Loss quickly decreases to zero after the first epoch

Ruffybeo · August 8, 2022, 5:54pm

Hi everyone! I’m currently working on a self-supervised learning model. And while building the model and training it works, every time when I start the training, my loss reduces quickly to zero or almost zero after the first epoch. I don’t quite understand the reason behind it because before I used as loss function the Cross-Entropy loss (without using logSoftmax and NLLLoss) and my loss was constantly at >1 (which wasn’t good either). I know it’s a lot to ask but does anybody have any advice on how to work on this problem?
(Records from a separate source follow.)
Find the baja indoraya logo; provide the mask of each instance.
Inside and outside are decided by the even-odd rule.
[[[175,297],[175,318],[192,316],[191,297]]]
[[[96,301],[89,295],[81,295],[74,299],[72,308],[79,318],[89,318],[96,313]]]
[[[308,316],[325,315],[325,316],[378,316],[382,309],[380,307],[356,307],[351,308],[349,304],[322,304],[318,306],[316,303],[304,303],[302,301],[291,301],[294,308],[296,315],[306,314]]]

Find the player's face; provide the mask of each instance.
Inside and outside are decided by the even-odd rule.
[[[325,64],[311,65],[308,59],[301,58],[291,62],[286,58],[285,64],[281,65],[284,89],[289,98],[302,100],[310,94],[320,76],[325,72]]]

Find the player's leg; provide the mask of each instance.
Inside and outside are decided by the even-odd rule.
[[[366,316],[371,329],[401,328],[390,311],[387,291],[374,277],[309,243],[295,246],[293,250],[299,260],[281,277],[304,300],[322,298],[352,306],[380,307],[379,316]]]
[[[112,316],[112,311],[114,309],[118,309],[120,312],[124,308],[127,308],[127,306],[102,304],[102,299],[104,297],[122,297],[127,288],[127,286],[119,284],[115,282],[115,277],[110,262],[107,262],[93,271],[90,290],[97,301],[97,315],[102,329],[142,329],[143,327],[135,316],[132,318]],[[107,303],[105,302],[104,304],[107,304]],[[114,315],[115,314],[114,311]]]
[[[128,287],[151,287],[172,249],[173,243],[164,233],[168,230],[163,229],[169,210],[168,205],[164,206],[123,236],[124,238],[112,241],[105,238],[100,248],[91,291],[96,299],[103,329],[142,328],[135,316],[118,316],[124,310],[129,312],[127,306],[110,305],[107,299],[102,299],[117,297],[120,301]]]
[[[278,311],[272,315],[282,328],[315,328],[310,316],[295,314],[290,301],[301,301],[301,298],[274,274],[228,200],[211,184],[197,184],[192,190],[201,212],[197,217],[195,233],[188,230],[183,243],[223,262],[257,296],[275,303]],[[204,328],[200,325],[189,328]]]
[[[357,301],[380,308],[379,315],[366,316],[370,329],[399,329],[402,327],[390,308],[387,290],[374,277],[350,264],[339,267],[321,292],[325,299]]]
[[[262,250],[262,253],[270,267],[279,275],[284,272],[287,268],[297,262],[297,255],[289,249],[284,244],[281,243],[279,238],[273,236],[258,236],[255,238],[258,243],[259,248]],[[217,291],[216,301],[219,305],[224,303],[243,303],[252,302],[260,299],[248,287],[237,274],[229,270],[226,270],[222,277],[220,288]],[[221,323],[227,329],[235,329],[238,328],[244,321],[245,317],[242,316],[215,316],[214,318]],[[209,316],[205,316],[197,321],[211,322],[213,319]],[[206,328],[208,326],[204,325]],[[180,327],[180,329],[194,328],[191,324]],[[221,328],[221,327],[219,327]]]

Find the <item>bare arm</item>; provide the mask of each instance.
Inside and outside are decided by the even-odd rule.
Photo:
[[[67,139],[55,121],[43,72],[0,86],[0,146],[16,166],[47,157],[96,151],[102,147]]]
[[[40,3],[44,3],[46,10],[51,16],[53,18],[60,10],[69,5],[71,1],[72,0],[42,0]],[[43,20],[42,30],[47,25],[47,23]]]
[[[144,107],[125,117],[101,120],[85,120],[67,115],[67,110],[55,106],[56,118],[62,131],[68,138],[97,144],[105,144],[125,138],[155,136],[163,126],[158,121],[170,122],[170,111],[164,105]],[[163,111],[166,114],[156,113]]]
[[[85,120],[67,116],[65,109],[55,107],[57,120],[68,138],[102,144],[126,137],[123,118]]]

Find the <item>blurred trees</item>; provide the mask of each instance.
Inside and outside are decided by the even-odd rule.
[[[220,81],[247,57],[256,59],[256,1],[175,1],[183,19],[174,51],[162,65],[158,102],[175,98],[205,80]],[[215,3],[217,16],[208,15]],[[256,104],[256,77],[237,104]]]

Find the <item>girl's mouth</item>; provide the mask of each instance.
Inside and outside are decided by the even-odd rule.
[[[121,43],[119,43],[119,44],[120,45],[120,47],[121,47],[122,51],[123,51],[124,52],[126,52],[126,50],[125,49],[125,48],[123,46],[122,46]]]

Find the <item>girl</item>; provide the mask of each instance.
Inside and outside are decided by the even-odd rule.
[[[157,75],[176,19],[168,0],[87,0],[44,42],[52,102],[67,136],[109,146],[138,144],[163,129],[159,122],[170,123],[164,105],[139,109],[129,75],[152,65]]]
I would appreciate any input!

information about the training:

Batch_size = 64

Lr = 0.0001 (Tried already 0.001 and 0.1, except that the first epoch has a huge loss nothing really changes)

Size of my training set = 16303 (those are segments; each segment has around 3000 ‘rows’ of information for three different sensor types)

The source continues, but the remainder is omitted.